The kite philosophy

Saturday, January 5, 2013 § 2 Comments

My niece is tugging hard on the string, shifting her weight from one foot to the other to keep her frame stable. If she wobbles, she will lose control of the kite, which by now flies higher into the sky as she lets go a length of the string at a time.

A swift moment after, the kite reaches the highest height its string will allow, stable up in the air, its tail dancing to the rhythm of the wind.

Happy with her feat, she then hands the string winder to my sister, effectively giving her all control of the airborne kite. My sister jumps at the chance, pleasure written all over her face. She pulls the kite a little, then turns to me and says, “Try it.”

I hesitate. I doubt I can control the kite against the wind. But she urges me and I give in. From where I sit, I can see the kite battling it out with the wind. It gives a slight pull. I answer it with a gentle tug.  Staring at the kite, I exclaim, “It’s such a nice feeling!”
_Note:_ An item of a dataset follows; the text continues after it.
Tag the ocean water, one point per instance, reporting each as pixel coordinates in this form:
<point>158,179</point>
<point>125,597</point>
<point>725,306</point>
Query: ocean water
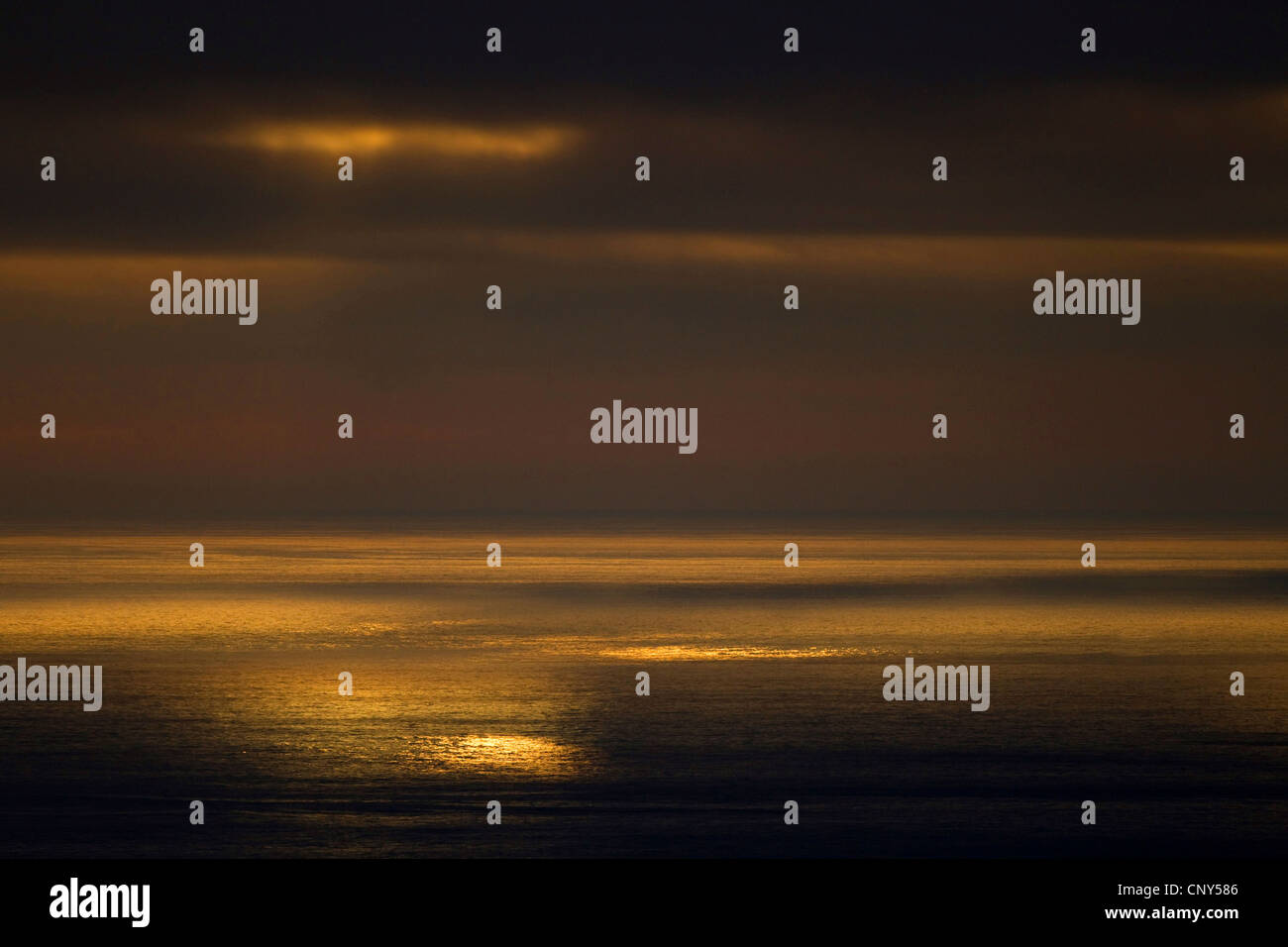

An hour or so earlier, my sister and I were in the open field trying to fly the same kite. We took turns launching it and pulling the string in, but we never got to fly it at such a height. Worse, the kite crashed to the ground a number of times. It didn’t bother me, though, and in my mind I wasn’t as bad as I really was because from the get-go I was clear with my intention: I wouldn’t struggle with the wind and have the kite airborne like what the other kite flyers were attempting to do.

I know I couldn’t do it anyway.

I would just fly the kite at a height I could manage.

Kite-flying

I now think back to the times I underperformed because of the limits I subconsciously set for myself, and the many opportunities I passed up because I thought I couldn’t deliver.

I didn’t fly the kite as high as the string would allow not because I couldn’t but because I’d said to myself I wouldn’t. Even before I started, my mindset worked against me — not the wind, not how the kite was launched, not how I tugged on the string.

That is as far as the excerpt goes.